Os grandes vilões: IPTU e IPVA

O peso maior no início do ano vem dos impostos anuais, como o IPTU (Imposto Predial e Territorial Urbano) e o IPVA (Imposto sobre a Propriedade de Veículos Automotores), com vencimentos concentrados nos primeiros meses.

O IPTU é um tributo municipal calculado a partir do valor venal do imóvel. Esse valor é uma estimativa oficial que leva em conta a localização, o tamanho, o padrão da construção e a infraestrutura do entorno. Sobre essa base de cálculo, a prefeitura aplica uma alíquota, que pode variar conforme o tipo de propriedade. Quanto mais valorizada for a região do endereço, maior tende a ser o valor do imposto. É importante notar que o valor venal não reflete, necessariamente, o preço de mercado praticado no setor imobiliário.

Já o IPVA é um imposto estadual. Seu cálculo é feito sobre o valor do veículo, geralmente utilizando como referência tabelas de preços médios, como a da Fipe. A conta é direta: multiplica-se o valor do carro pela alíquota definida pelo estado, que varia conforme o tipo de veículo. Carros mais novos pagam valores mais altos. Com o passar dos anos, o imposto diminui, e em algumas unidades da federação, veículos considerados antigos podem até ficar isentos.

Vale lembrar que o licenciamento anual, que também vence no começo do ano, não é um imposto, mas uma taxa fixa obrigatória para autorizar a circulação do veículo nas vias públicas.

Outras despesas que apertam o bolso em janeiro

Além dos tributos, janeiro concentra uma série de outros gastos significativos. A volta às aulas representa um dos maiores impactos, com custos de matrícula ou rematrícula, compra de material escolar e, frequentemente, reajustes nas mensalidades das instituições de ensino.

Somam-se a isso os reajustes anuais contratuais, que costumam ser aplicados em janeiro. É o caso dos planos de saúde, dos seguros (como de carro e residencial) e das taxas de condomínio. Muitos municípios também incluem no boleto do IPTU ou em cobranças separadas taxas de serviços como coleta de lixo e iluminação pública.

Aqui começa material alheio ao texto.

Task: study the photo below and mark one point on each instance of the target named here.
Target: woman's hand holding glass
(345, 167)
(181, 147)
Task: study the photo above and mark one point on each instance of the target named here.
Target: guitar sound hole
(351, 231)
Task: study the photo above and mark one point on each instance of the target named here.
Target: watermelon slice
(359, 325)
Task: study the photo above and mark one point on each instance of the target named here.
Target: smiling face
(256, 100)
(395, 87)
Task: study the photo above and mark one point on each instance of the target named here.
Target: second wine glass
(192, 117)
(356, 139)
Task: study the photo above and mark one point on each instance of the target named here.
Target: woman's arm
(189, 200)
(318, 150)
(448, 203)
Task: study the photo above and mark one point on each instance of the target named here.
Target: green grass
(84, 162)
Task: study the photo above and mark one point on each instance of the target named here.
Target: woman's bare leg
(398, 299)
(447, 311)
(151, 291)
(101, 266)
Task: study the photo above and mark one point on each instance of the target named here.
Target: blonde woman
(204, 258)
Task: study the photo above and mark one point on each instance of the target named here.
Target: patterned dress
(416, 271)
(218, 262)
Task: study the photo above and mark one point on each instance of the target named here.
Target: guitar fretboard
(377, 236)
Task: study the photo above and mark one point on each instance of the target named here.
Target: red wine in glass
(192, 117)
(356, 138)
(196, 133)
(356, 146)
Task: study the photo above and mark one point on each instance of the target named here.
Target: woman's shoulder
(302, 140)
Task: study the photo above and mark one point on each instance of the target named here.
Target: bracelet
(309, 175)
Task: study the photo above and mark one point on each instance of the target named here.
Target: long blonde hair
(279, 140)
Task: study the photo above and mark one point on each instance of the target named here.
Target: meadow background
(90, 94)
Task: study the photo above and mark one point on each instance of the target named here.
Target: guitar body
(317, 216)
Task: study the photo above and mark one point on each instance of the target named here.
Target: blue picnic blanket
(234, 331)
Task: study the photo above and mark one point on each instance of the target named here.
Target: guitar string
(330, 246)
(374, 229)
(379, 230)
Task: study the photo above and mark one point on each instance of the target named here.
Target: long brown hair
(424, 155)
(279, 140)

Como se preparar para os gastos do início do ano

O conjunto dessas obrigações financeiras exige um planejamento cuidadoso. Especialistas recomendam que as famílias antecipem o orçamento, separando recursos ainda no final do ano anterior para não serem pegas de surpresa. Verificar as opções de parcelamento oferecidas pelas prefeituras (para o IPTU) e pelos governos estaduais (para o IPVA) pode ser uma estratégia para diluir o impacto no caixa familiar.

O início do ano, portanto, é um período de atenção redobrada às finanças pessoais. Conhecer as despesas que estão por vir e se organizar para elas é o primeiro passo para começar o calendário com o orçamento em equilíbrio.